Un recente studio mostra come un intervento anticipato sui tassi di interesse da parte della FED non avrebbe ottenuto risultati molto differenti, peggiorando altri paramentri macroeconomici.
Dimenticata in un angolo mentre il mondo dell’economia disegnava scenari deflazionistici di lungo periodo, l’inflazione è tornata protagonista e potrebbe rimanerlo ancora a lungo. A segnali di normalizzazione, più o meno evidenti, si contrappongono fattori capaci di mantenere vivo il fuoco della crescita dei prezzi al consumo per i mesi a venire. Il tutto si trasforma in un andamento poco lineare e non sempre aspettato che mette in una posizione scomoda chi nella sostenibilità dei prezzi ha la sua ragion d’essere: le banche centrali.
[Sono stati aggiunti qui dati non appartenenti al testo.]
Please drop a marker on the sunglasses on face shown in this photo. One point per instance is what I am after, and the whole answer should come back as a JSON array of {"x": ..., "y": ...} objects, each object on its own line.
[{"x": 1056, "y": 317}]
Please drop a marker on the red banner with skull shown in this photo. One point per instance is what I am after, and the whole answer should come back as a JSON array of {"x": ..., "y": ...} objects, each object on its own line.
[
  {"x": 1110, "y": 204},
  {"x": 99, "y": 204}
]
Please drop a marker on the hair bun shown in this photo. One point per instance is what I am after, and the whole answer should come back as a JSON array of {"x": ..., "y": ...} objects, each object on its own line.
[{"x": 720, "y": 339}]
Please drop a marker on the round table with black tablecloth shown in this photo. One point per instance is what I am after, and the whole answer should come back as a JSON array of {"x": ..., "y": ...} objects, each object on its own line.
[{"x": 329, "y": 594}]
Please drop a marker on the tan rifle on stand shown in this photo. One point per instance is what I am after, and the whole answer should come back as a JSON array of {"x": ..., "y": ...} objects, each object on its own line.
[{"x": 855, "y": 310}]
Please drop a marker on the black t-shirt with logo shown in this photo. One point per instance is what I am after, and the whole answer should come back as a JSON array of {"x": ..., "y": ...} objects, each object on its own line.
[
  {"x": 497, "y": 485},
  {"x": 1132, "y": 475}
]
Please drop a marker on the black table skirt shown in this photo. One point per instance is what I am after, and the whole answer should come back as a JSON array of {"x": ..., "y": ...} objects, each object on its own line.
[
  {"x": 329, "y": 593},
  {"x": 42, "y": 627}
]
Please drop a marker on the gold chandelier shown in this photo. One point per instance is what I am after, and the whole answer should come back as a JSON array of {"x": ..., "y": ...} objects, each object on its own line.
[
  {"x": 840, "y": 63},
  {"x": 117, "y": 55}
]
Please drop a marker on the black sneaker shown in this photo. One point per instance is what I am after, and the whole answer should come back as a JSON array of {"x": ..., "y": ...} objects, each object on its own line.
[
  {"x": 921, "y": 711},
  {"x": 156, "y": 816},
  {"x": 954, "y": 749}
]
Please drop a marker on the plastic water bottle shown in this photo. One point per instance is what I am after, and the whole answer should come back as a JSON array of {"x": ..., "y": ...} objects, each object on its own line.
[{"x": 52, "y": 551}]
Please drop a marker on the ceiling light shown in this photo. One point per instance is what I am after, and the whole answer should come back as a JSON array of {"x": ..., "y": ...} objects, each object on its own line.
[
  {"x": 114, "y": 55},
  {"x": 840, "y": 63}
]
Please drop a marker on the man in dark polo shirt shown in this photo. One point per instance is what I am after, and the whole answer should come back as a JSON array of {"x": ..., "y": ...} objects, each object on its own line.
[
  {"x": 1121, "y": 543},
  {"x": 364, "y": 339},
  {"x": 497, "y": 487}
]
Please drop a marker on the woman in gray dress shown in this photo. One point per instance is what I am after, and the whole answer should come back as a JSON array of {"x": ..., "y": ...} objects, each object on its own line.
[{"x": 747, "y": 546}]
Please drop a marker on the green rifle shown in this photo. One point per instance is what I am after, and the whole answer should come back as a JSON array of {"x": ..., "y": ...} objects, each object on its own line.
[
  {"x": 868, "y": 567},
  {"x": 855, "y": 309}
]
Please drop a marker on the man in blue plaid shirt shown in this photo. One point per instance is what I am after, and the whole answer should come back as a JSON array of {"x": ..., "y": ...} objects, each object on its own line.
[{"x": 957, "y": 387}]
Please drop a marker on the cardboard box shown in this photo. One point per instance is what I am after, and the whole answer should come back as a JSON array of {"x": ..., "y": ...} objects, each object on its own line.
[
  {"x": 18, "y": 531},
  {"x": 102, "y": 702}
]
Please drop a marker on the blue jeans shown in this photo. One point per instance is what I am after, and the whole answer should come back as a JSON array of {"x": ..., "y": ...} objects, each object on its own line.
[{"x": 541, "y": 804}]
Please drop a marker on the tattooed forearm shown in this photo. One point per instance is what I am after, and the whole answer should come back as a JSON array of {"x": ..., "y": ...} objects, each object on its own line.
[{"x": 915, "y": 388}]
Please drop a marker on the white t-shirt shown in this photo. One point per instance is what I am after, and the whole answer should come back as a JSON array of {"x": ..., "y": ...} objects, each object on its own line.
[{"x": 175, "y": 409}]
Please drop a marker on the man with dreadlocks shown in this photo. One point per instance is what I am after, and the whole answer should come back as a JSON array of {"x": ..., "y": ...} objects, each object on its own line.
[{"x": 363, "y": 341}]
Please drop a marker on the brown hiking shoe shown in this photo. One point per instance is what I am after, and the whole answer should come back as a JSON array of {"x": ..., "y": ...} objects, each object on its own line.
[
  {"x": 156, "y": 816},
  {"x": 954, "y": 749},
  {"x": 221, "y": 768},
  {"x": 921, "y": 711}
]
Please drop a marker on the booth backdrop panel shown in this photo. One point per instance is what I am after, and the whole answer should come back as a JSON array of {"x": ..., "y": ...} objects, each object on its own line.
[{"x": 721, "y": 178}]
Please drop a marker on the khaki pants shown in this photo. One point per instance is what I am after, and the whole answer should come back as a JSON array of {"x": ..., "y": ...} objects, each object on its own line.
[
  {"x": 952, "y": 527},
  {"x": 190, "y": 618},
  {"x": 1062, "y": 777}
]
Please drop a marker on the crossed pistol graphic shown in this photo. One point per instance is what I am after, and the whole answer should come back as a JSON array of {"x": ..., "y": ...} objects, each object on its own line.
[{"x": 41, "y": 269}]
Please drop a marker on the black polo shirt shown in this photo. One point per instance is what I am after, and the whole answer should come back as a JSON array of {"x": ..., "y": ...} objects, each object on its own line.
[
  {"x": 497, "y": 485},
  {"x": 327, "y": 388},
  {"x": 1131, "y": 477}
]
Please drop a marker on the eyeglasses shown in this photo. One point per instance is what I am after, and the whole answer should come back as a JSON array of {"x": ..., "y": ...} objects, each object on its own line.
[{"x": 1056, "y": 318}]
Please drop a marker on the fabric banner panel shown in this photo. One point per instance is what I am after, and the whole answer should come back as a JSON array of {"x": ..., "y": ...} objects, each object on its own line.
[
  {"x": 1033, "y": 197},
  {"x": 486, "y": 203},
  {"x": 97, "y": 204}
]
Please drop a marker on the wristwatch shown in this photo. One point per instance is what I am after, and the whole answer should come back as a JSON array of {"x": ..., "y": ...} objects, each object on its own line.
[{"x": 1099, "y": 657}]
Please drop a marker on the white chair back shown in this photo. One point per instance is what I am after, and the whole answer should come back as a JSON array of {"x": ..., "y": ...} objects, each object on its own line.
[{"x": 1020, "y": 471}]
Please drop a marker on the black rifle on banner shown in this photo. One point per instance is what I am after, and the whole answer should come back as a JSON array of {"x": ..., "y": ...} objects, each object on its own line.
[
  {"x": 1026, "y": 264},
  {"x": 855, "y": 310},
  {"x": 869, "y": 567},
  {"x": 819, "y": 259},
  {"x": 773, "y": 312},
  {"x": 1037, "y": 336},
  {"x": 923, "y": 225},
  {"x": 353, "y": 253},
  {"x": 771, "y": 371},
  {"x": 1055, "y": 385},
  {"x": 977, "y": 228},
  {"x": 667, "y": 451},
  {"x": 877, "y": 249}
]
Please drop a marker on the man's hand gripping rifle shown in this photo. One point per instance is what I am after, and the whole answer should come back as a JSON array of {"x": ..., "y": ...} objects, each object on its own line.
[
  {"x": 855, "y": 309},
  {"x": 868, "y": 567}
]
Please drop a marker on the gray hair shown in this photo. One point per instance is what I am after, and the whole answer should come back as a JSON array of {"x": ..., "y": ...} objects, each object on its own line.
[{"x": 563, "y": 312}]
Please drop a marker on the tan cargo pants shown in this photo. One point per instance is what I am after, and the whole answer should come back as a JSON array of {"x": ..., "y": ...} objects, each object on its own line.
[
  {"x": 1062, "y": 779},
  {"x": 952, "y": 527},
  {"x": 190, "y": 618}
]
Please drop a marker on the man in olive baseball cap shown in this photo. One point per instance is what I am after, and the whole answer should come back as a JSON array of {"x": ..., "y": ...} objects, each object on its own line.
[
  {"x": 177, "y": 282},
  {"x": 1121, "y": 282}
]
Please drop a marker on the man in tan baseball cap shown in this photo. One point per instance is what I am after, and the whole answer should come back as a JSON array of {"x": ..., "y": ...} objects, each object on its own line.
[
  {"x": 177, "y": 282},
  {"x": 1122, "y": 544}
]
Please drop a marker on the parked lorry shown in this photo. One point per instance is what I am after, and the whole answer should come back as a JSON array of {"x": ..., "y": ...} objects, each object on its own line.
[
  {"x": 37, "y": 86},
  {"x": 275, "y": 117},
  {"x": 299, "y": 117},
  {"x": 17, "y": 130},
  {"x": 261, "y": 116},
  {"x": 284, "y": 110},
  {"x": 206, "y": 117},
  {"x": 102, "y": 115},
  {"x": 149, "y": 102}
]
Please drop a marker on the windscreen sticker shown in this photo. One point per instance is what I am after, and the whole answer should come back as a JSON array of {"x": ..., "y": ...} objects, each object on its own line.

Se nell’Eurozona anche i più falchi tra i governatori sembrano oramai rassegnati ad un primo taglio dei tassi da parte della BCE entro l’estate, dall’altra parte dell’oceano si assiste ad una vera e propria telenovela, con esponenti della FED che rilanciano a giorni alterni ipotesi di tagli e frenate degne di un pilota di Formula Uno. Le conseguenze di una comunicazione un po’ troppo “variegata” si notano sui mercati finanziari ma anche nell’evoluzione delle aspettative di inflazione e nell’andamento della fiducia degli operatori economici.
La FED è finita da un po’ di tempo sul banco degli imputati. E di certo l’essere nel bel mezzo di una complicata e cruciale campagna elettorale non aiuta a rasserenare gli animi e a mantenere la lucidità di giudizio.
Una delle accuse che viene mossa alla banca centrale statunitense è quella di aver atteso troppo prima di iniziare a rialzare i tassi. Quell’inflazione transitoria lasciata libera di pascolare troppo a lungo, sostengono gli accusatori, si è nei fatti trasformata in qualcosa di cronico, modificando le aspettative dei consumatori e rendendo più complesso il ritorno al target.
In un recentissimo working paper, David Reifschneider, economista con un lungo passato nella FED, ha messo alla prova la tesi accusatoria. Se la FED avesse agito prima avrebbe ottenuto risultati migliori? La risposta che emerge dai modelli utilizzati da Reifschneider tende ad essere negativa. La motivazione sembra risiedere nella particolare configurazione di due fattori chiave: il rapporto inflazione/disoccupazione e le aspettative di inflazione dei consumatori. La piattezza del primo (che altro non è se non la cara vecchia curva di Phillips) e la lenta risposta delle seconde avrebbero anestetizzato una mossa anticipata da parte della banca centrale, riducendone gli effetti sui prezzi e costringendo ad una forte contrazione della domanda e ad un aumento della disoccupazione. In pratica più danni che altro.